If the item I’m trying to find is greater than all the other elements in the sorted array, index will eventually be sorted.length. This is because I’m using two dots for the range. Two dots means both ends of the range are included. If index is 'sorted.length then sorted[index] will be nil. I catch that case on line 8 and use insert to add the item to the end of the sorted array.

Sorting In Place

The version of insertion sort above works but makes a copy of the array and leaves the original untouched. If I want to sort my original array I can write #insertion_sort!. Here are the new tests:

#test_insertion_sort.rb
def test_sort_bang_empty_list
  ary = []
  ary.insertion_sort!
  assert_equal [], ary
end

def test_sort_bang_list_length_one
  ary = [3]
  ary.insertion_sort!
  assert_equal [3], ary
end

def test_sort_bang_random_list
  ary = [3, 2, 5, 1, 4]
  ary.insertion_sort!
  assert_equal [1, 2, 3, 4, 5], ary
end

Since I’m testing a method that modifies the array I need to assign the array, call my method, and then assert it did the correct thing. That’s why these tests are longer than the tests for insertion_sort above.

Here’s the code:

# insertion_sort.rb
def insertion_sort!
  (1...self.length).each do |i|
    j = i
    while j > 0 and self[j - 1] > self[j]
      self[j], self[j - 1] = self[j - 1], self[j]
      j -= 1
    end
  end
end

This version is much shorter. Starting with the second element of the array (index 1) I take that item and compare it to all the items before it in the array. When I find one that is smaller I insert the current item right after it. If I make it all the way to the front the current item must be the smallest so I put the current item at the front of the array.

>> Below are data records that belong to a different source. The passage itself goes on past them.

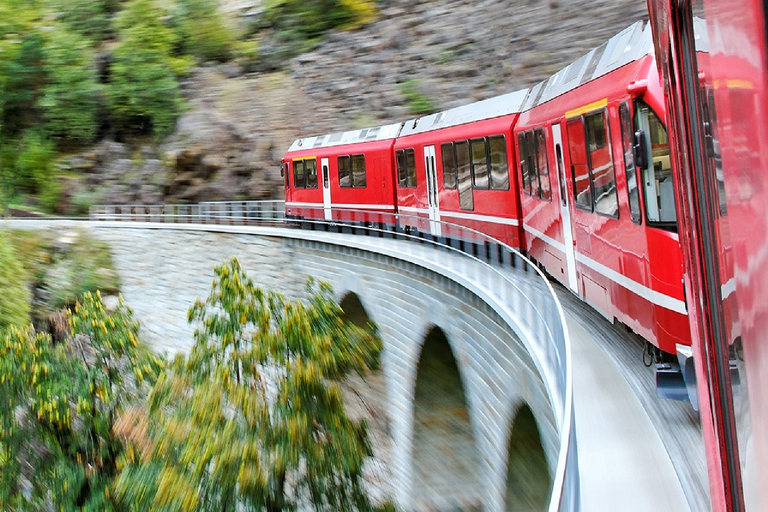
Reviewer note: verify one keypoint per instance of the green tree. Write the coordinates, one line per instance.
(58, 449)
(204, 31)
(143, 93)
(71, 94)
(253, 418)
(14, 298)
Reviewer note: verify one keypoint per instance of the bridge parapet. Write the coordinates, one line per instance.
(500, 275)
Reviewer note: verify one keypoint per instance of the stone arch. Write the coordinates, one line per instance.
(529, 482)
(445, 456)
(354, 311)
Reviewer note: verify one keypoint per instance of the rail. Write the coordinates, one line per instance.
(506, 280)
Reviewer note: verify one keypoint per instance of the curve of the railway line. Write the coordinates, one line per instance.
(658, 461)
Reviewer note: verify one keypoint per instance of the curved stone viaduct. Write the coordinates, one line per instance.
(463, 397)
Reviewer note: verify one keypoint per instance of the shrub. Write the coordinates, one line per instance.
(204, 31)
(14, 298)
(60, 403)
(213, 437)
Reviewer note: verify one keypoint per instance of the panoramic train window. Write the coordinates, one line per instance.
(545, 187)
(345, 174)
(358, 171)
(658, 187)
(582, 185)
(406, 168)
(533, 164)
(298, 174)
(449, 165)
(479, 164)
(497, 149)
(601, 165)
(524, 162)
(629, 163)
(352, 171)
(310, 173)
(466, 200)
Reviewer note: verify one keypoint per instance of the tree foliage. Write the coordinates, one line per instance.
(204, 31)
(143, 91)
(60, 401)
(253, 418)
(71, 95)
(14, 298)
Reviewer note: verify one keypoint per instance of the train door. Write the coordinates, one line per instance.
(565, 213)
(326, 188)
(432, 191)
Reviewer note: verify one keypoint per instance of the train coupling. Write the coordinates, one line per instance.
(676, 380)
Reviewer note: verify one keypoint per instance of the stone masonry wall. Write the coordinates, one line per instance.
(162, 272)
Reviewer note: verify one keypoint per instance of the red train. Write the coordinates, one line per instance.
(575, 172)
(625, 176)
(718, 100)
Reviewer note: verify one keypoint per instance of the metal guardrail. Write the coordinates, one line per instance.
(524, 298)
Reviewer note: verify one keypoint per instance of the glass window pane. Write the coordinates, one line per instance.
(629, 163)
(345, 176)
(298, 174)
(358, 171)
(479, 164)
(311, 173)
(466, 200)
(401, 170)
(499, 166)
(582, 188)
(543, 165)
(657, 177)
(410, 161)
(530, 141)
(524, 170)
(601, 163)
(449, 165)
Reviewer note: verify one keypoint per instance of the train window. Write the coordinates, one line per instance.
(561, 174)
(406, 167)
(310, 173)
(524, 167)
(582, 186)
(629, 163)
(345, 174)
(530, 142)
(358, 171)
(466, 200)
(658, 187)
(298, 174)
(497, 149)
(449, 165)
(601, 165)
(480, 178)
(545, 188)
(410, 162)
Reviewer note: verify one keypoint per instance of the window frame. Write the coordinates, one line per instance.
(608, 146)
(629, 158)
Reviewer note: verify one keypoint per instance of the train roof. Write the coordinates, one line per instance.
(385, 132)
(505, 104)
(629, 45)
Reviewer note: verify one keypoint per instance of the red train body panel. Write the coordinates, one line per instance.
(717, 97)
(544, 170)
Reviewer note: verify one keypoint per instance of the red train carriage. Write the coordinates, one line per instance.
(458, 166)
(718, 104)
(337, 175)
(598, 215)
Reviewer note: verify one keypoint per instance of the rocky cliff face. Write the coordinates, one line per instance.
(443, 53)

Insertion Sort in place of the array [5, 1, 7, 2]

Conclusion

Insertion sort isn’t a particularly efficient algorithm but it is easy to understand and relatively straightforward to write up. There are a handful of different ways for implementing it and I encourage you to take the tests I provided and try to find a different way to implement it.

Code used in this post is available on GitHub.